The Trademark and Licensing Agreement (TMLA) of 2001 granted Fonterra a ‘sole and exclusive’ licence to use the BEGA trademark on, or in relation to certain cheese and butter products. The term was 25 years. Up until 2017, Fonterra was the only supplier of products which bore the BEGA trademark to grocery retailers in Australia. However, in that year, Bega acquired ‘Mondelez International,’ which comprised peanut butter, Vegemite, cheese and cream cheese spread products.  Bega notified Fonterra that it wanted to launch its own products under the BEGA trademark. 

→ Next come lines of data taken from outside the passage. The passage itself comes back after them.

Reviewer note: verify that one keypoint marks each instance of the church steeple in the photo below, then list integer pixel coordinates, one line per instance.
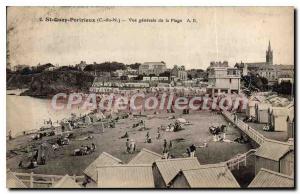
(269, 55)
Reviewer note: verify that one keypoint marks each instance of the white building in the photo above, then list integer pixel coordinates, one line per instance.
(224, 80)
(149, 68)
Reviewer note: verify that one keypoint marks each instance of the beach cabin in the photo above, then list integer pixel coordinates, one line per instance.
(125, 176)
(66, 182)
(103, 159)
(262, 112)
(276, 156)
(291, 127)
(278, 117)
(145, 156)
(250, 111)
(13, 182)
(206, 176)
(271, 179)
(165, 170)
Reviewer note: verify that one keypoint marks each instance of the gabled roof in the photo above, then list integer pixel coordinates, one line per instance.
(125, 176)
(102, 160)
(263, 106)
(169, 168)
(145, 156)
(273, 150)
(210, 176)
(13, 182)
(268, 178)
(66, 182)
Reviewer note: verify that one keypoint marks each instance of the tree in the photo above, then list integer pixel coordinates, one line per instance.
(285, 87)
(165, 74)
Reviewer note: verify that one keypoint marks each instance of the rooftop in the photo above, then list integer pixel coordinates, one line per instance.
(102, 160)
(66, 182)
(145, 156)
(267, 178)
(273, 150)
(13, 182)
(170, 167)
(210, 176)
(125, 176)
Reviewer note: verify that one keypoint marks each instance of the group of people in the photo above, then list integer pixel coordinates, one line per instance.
(85, 150)
(130, 146)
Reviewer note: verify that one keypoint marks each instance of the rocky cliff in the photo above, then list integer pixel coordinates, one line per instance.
(49, 83)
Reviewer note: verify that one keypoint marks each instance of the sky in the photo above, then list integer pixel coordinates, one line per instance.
(233, 34)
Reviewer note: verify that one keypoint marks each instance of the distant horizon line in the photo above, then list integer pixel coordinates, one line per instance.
(168, 66)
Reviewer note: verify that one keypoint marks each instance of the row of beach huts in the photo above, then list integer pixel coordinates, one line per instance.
(277, 112)
(148, 170)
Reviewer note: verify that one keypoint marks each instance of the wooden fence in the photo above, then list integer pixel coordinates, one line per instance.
(42, 180)
(252, 133)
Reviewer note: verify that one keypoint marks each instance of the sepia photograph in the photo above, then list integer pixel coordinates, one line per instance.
(150, 97)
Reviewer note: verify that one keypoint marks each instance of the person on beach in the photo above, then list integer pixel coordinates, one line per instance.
(9, 135)
(170, 144)
(158, 134)
(132, 146)
(193, 150)
(127, 146)
(93, 147)
(165, 146)
(147, 137)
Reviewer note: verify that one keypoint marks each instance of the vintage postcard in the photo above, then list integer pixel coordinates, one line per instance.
(150, 97)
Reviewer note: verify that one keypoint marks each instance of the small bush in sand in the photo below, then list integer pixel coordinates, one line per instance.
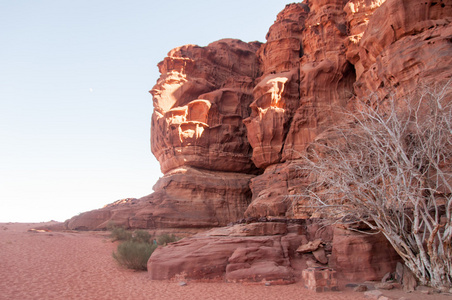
(134, 255)
(165, 239)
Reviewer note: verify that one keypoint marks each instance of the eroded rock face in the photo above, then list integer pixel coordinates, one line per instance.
(406, 44)
(232, 122)
(269, 253)
(276, 95)
(224, 255)
(359, 257)
(200, 101)
(184, 198)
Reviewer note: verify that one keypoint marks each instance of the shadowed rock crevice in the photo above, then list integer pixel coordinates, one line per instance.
(232, 122)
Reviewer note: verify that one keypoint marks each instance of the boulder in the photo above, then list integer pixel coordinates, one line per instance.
(359, 257)
(227, 257)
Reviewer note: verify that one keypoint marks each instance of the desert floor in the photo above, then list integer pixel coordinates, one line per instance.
(79, 265)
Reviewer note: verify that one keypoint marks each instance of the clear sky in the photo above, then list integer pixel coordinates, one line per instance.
(74, 103)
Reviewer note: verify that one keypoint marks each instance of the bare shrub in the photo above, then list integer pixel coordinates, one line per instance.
(391, 168)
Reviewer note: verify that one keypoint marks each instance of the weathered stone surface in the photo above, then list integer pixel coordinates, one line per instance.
(409, 281)
(406, 44)
(320, 255)
(200, 101)
(234, 258)
(359, 257)
(274, 193)
(276, 95)
(309, 247)
(184, 198)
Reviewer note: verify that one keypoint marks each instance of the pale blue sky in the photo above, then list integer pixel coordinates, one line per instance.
(74, 103)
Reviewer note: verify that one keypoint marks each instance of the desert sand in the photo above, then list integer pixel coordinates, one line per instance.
(79, 265)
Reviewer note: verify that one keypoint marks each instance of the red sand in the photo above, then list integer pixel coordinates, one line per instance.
(79, 265)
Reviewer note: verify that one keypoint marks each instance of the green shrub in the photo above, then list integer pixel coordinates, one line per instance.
(134, 255)
(166, 239)
(141, 236)
(120, 234)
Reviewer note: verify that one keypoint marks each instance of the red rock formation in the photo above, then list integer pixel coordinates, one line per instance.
(359, 257)
(183, 198)
(230, 253)
(200, 101)
(276, 95)
(232, 121)
(407, 44)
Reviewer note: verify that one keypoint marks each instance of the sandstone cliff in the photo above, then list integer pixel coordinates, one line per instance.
(232, 119)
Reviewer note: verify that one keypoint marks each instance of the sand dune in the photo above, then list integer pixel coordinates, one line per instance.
(79, 265)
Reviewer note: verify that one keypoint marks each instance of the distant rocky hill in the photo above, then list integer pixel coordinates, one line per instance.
(232, 119)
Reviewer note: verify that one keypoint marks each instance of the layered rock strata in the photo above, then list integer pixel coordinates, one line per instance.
(267, 252)
(232, 122)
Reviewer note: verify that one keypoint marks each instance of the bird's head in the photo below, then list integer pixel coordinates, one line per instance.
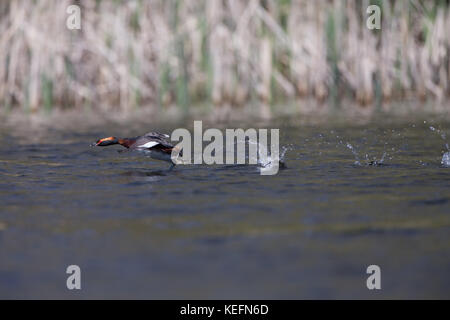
(105, 142)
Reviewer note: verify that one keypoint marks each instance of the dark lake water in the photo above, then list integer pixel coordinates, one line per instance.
(138, 230)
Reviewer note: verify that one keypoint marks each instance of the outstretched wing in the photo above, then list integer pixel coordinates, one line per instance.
(153, 140)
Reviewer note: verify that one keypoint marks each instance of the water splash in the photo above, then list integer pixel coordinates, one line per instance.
(265, 160)
(368, 161)
(446, 159)
(352, 149)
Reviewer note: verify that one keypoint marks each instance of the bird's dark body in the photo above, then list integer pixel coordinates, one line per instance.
(153, 144)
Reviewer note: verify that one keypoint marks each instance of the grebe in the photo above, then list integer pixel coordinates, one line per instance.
(152, 144)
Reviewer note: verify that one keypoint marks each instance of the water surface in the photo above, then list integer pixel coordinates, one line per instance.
(138, 230)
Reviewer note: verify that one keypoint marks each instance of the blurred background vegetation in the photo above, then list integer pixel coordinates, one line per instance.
(226, 53)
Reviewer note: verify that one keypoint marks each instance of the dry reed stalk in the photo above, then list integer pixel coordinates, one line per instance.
(136, 53)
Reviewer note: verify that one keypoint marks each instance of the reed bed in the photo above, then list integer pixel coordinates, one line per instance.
(158, 53)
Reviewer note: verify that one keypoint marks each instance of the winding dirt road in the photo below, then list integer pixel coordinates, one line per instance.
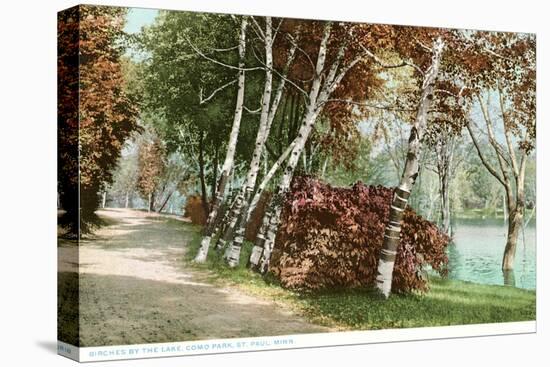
(135, 288)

Fonterra claimed that the TMLA gave it the exclusive right to use the BEGA trademark and that Bega had no right to use the mark on products such as peanut butter. The Court disagreed. Additionally, Bega counter-claimed that Fonterra had breached terms of the TMLA by failing to market and promote Bega-branded products and the Bega brand, entitling them to terminate the agreement. Again, the court disagreed. 

The Court confirmed Bega’s right to use the Bega brand on peanut butter products purchased from Mondelez. Fonterra would retain the exclusive licence for the Bega Cheese brand for cheese and butter. This case demonstrates the difficulties which can arise under long-term contractual agreements.